O pensamento lixo zero na moda deve começar desde a concepção do produto, antes mesmo da etapa do design. Usar como matéria-prima tecidos ou outros materiais reaproveitados, como fazemos aqui na Insecta, é uma maneira de promover a redução de resíduos, já que estamos trabalhando com algo que já existe. 


Outra coisa que fazemos é usar o nosso próprio resíduo como matéria-prima, eliminando a necessidade de trazer algo de fora e, ao mesmo tempo, de descartar o que ainda tem potencial para ser utilizado. Isso acontece com os cortes, as aparas e todos os retalhos e pedacinhos que são pequenos demais para serem usados nos sapatos. Esses restinhos são triturados e viram enchimento de palmilha!


No setor do vestuário essa etapa é mais difícil, porque diferente de bolsas, calçados e acessórios, roupas geralmente não usam enchimentos e não tem tantos componentes como um sapato, por exemplo. 


Nesse momento entra a modelagem inteligente. Existem softwares que conseguem otimizar o uso do tecido, encaixando os moldes como verdadeiros quebra-cabeças a fim de usar cada milímetro de tecido sem deixar nada de fora. Só que, mesmo assim, nem sempre é possível um aproveitamento de 100% devido às curvas e formas das peças. 


Avanços tecnológicos como impressão 3D, maquinários que fazem malhas sem costura e a possibilidade de fazer peças-piloto digitais também são grandes aliados nessa empreitada. 

Mas é zero mesmo?


Hoje já existem certificações que atestam se empresas (de moda e de outros setores) conseguem fazer a destinação e/ou aproveitamento correto dos seus resíduos. A mais conhecida é a Certificação Lixo Zero, produzida pelo Instituto Lixo Zero Brasil (ILZB) e a única certificação no Brasil que possui validação da Zero Waste International Alliance (ZWIA).

 

Existem três níveis de certificados para diferentes estágios que as empresas se encontram: Compromisso com Lixo Zero, para quem está começando e já se compromete a encaminhar até 49,9% dos resíduos; Selo Rumo ao Lixo Zero, para quem já consegue encaminhar ou reduzir entre 50% e 90% dos resíduos gerados e Certificação Lixo Zero, para quem encaminha corretamente entre 90% e 100% de seus resíduos. 

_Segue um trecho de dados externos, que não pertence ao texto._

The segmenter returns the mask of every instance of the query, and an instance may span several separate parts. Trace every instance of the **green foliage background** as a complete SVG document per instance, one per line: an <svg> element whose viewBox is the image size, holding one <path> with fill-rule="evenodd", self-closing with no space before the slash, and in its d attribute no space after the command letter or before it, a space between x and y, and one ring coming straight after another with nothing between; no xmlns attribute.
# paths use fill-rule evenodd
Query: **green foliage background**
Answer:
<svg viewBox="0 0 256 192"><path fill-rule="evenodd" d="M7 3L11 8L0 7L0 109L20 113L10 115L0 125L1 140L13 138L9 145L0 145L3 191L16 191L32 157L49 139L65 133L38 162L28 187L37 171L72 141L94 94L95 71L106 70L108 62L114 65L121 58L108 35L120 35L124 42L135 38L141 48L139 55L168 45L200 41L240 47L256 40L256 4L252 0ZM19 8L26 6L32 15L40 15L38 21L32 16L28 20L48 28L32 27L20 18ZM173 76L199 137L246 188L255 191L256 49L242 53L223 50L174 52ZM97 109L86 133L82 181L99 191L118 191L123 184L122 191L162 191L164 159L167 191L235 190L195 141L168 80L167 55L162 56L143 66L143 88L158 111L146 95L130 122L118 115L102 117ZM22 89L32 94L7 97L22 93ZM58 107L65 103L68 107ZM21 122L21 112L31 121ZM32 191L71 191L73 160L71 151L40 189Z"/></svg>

Alguns desafios pela frente


Implementar uma produção lixo zero é muito mais simples em uma empresa pequena, já nascida com o design circular como um pilar. Isso acontece porque em grandes empresas os designers trabalham longe dos modelistas e ambos têm pouco contato com os responsáveis ​​pelo corte dos moldes e a confecção das peças. 


Tudo é terceirizado e as coisas são quase automáticas. Assim, muitos designers têm pouca noção de como seus projetos se comportam nos moldes e na mesa de corte, sem ter noção da quantidade de resíduos gerados.


É preciso reaproximar quem trabalha criando, modelando, cortando e montando as peças. Todos precisam estar cientes do que acontece nas etapas imediatamente relacionadas às suas e participar em conjunto das decisões que são tomadas. 


Além disso, é importante lembrar que mesmo destinando de forma correta o que é gerado na produção, isso não é uma solução mágica que permite que as coisas sigam no ritmo acelerado que estão. 


O fast-fashion, além de impulsionar o consumismo e um volume cada vez maior de peças descartadas, também é responsável pela queda na qualidade dos materiais em geral. Graças a isso, fica cada vez mais difícil reaproveitar o que já existe, porque a durabilidade é baixíssima. 


A produção em excesso não fica só no quesito roupas prontas. Tecidos também vêm sendo feitos em excesso, fios, aviamentos, etc. Tudo é exagerado e as pessoas estão consumindo demais. Mesmo com um pensamento lixo zero, a mudança radical ainda é mais do que necessária.